While Intesa Sanpaolo may not be able to match its competitors in terms of size, Testa believes its new international strategy works in its favour (backed up by top liquidity ratios as a result of its strength at home).

We are a lean, flat structure with very short decision times thanks to excellent dialogue with the chief lending officer.

In addition, he says, it is a keenly self-aware department, proud of its strengths and always striving to do better. “It is best to say to a client, ‘We can compete very well on this and this, but we cannot do that’. We do not want to waste our own or our clients’ time on things we are not specialist in.”

Key to Intesa Sanpaolo’s success – which he proudly states has “shocked” many competitors – is its innovative industry-focused organisation.

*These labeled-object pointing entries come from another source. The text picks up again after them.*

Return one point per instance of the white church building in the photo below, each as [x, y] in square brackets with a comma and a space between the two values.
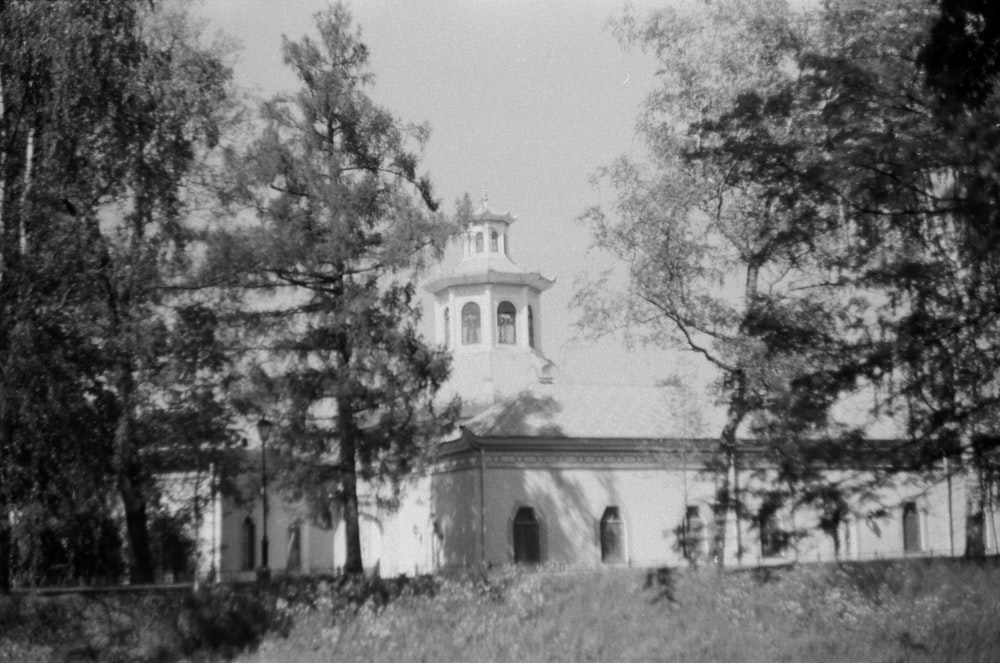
[559, 474]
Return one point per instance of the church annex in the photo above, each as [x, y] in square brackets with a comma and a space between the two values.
[569, 475]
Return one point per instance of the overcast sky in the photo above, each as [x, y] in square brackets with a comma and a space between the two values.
[524, 98]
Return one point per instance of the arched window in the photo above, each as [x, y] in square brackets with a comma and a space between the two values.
[531, 328]
[248, 545]
[506, 323]
[911, 527]
[612, 536]
[293, 549]
[773, 540]
[527, 539]
[694, 533]
[470, 324]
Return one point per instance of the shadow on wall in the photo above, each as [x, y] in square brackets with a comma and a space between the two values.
[455, 518]
[528, 415]
[571, 505]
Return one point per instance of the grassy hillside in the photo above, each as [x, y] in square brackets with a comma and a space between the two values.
[892, 611]
[884, 612]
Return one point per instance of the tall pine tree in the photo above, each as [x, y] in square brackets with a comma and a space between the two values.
[344, 222]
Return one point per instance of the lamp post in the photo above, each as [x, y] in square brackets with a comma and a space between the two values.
[264, 428]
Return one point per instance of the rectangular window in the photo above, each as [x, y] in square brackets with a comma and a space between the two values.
[694, 533]
[911, 528]
[772, 538]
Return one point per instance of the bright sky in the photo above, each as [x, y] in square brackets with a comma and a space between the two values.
[526, 98]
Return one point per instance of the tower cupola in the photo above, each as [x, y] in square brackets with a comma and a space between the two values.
[488, 312]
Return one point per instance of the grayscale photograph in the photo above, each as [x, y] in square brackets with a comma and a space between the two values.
[500, 330]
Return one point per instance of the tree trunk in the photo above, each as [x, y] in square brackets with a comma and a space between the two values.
[130, 486]
[349, 489]
[5, 552]
[141, 569]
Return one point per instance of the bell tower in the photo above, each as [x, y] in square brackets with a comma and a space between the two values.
[488, 313]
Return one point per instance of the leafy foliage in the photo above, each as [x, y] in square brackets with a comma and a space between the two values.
[818, 222]
[344, 223]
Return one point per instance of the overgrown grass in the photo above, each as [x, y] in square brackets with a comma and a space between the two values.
[884, 612]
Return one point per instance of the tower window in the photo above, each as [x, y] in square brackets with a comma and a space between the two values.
[531, 328]
[506, 323]
[612, 536]
[447, 328]
[527, 539]
[248, 545]
[470, 324]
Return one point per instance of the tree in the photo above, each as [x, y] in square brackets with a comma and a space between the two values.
[700, 243]
[825, 173]
[344, 222]
[99, 129]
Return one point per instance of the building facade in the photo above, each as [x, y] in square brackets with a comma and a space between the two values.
[572, 475]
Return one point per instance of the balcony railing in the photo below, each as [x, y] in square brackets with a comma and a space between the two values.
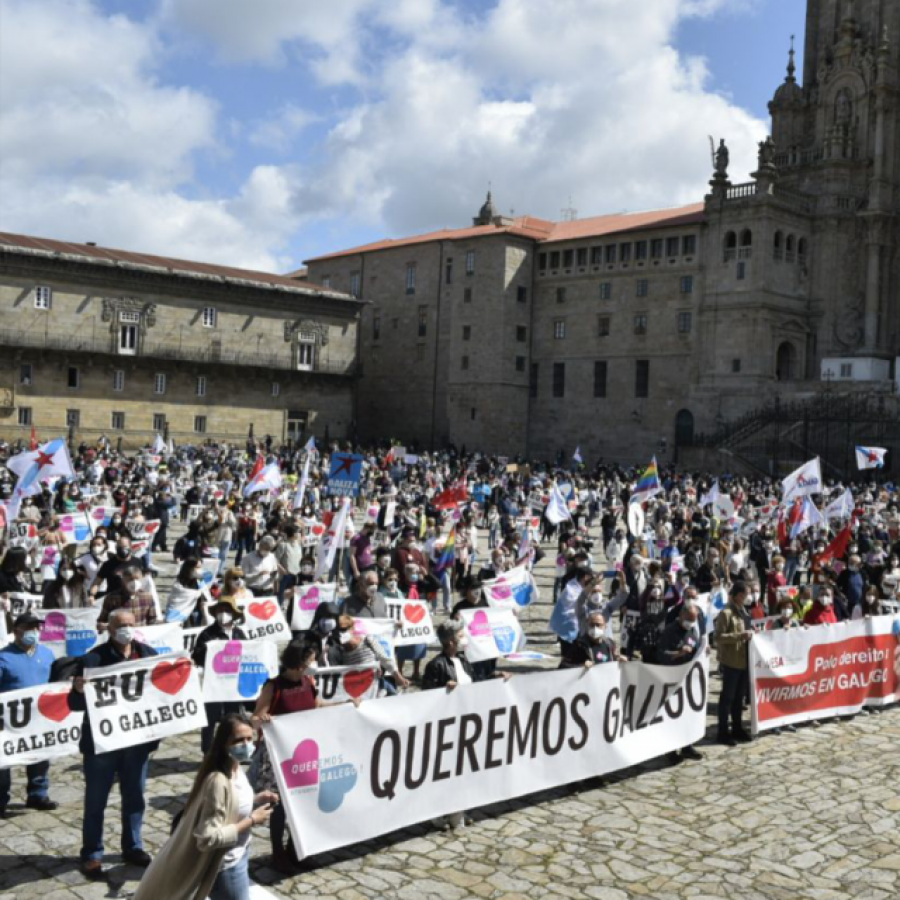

Dedicated specialists cover the strategic sectors of oil and gas, power and utilities, automotive, telecoms and media, infrastructure, healthcare, basic resources, and luxury and consumer goods. “It was an important and serious change, but it was also in many ways an easy, organic one,” he says.

The result is tailored, relevant service based on real industry expertise, with greater transparency and more personal relationships. “The teams have a global knowledge of the industry trends so they suggest solutions which go beyond simple lending and into a whole series of other products to benefit them and through which we would like to grow.”

With growth not always following a traditional linear pattern of acquisition of suppliers or competitors – “often sectors are widening, with digitalisation creating ever more crossover” – expertise has been particularly important.

The industry-based approach allows a lighter structure, which, says Testa, means the bank is able to maximise opportunity and reduce risk.

“We can move in relation to world trends. Pushing and decelerating according to the market is a source of strength in our future strategy.”

The short-term focus is to further refine the bank’s offering by maintaining a presence in areas of growth. “We are developing the structures and top-quality teams – who know the local language, culture and economy – to identify clients with whom we can develop relationships and to focus resources where we will have the most success.”

Investment will be made in export finance, structured export finance, project finance, commodity financing – a key target – and foreign exchange.

The branch in Abu Dhabi will allow the bank to operate in local currency for the first time, opening up the possibility of business with major corporates.

While presence in Washington – the home of the World Bank and the International Monetary Fund – means “understanding where investments will be made in order to be beside our clients there from the very start”.

After 25 years with Intesa Sanpaolo (“the challenges and opportunities have made the years fly”), Testa continues to look to the future. “Our culture is innovative, forward looking and always a step ahead. Every day we work to earn and keep our clients’ respect and business. That is what marks us out.”